The most effiicent way to solve the problem would be as Greenisha suggests and seek to the end of the file then go back a bit. But Greenisha's mecanism for going back a bit is not very efficient.
Consider instead the method for getting the last few lines from a stream (i.e. where you can't seek):
while (($buffer = fgets($handle, 4096)) !== false) {
$i1++;
$content[$i1]=$buffer;
unset($content[$i1-$lines_to_keep]);
}
So if you know that your max line length is 4096, then you would:
if (4096*lines_to_keep<filesize($input_file)) {
fseek($fp, -4096*$lines_to_keep, SEEK_END);
}
Then apply the loop I described previously.

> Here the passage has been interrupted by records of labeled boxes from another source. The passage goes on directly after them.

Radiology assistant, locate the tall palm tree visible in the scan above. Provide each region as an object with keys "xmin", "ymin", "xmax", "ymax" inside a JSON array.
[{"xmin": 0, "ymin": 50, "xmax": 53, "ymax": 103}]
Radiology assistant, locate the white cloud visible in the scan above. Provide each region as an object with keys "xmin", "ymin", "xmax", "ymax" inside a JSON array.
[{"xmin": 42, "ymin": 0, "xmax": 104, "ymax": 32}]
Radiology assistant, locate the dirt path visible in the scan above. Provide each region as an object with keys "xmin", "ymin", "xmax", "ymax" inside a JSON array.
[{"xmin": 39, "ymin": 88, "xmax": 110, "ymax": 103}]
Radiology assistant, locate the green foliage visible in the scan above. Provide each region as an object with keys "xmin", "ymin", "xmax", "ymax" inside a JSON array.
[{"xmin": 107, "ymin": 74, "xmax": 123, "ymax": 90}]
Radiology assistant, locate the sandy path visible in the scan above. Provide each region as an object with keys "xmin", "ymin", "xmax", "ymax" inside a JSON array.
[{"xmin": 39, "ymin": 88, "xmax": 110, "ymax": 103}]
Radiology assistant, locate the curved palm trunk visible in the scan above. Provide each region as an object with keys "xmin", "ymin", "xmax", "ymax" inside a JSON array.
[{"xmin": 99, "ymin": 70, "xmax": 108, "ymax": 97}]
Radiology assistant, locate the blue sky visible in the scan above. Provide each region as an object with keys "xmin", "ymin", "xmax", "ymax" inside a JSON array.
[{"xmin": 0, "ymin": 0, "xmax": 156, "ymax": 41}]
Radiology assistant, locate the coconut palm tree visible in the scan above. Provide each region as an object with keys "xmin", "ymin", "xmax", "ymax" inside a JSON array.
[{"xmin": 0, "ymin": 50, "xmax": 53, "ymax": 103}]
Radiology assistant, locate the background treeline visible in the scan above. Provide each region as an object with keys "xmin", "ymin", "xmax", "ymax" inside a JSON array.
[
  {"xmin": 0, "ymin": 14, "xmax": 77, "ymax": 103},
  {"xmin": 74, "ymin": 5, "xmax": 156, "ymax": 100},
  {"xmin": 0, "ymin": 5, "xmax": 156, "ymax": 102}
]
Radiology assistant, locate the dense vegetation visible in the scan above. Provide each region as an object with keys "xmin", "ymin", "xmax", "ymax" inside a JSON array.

Since C has some more efficient methods for dealing with byte streams, the fastest solution (on a POSIX/Unix/Linux/BSD) system would be simply:
$last_lines=system("last -" . $lines_to_keep . " filename");
For Linux you can do
$linesToRead = 10;
exec("tail -n{$linesToRead} {$myFileName}" , $content);
You will get an array of lines in $content variable
Pure PHP solution
$f = fopen($myFileName, 'r');
$maxLineLength = 1000; // Real maximum length of your records
$linesToRead = 10;
fseek($f, -$maxLineLength*$linesToRead, SEEK_END); // Moves cursor back from the end of file
$res = array();
while (($buffer = fgets($f, $maxLineLength)) !== false) {
$res[] = $buffer;
}
$content = array_slice($res, -$linesToRead);
If you know about how long the lines are, you can avoid a lot of the black magic and just grab a chunk of the end of the file.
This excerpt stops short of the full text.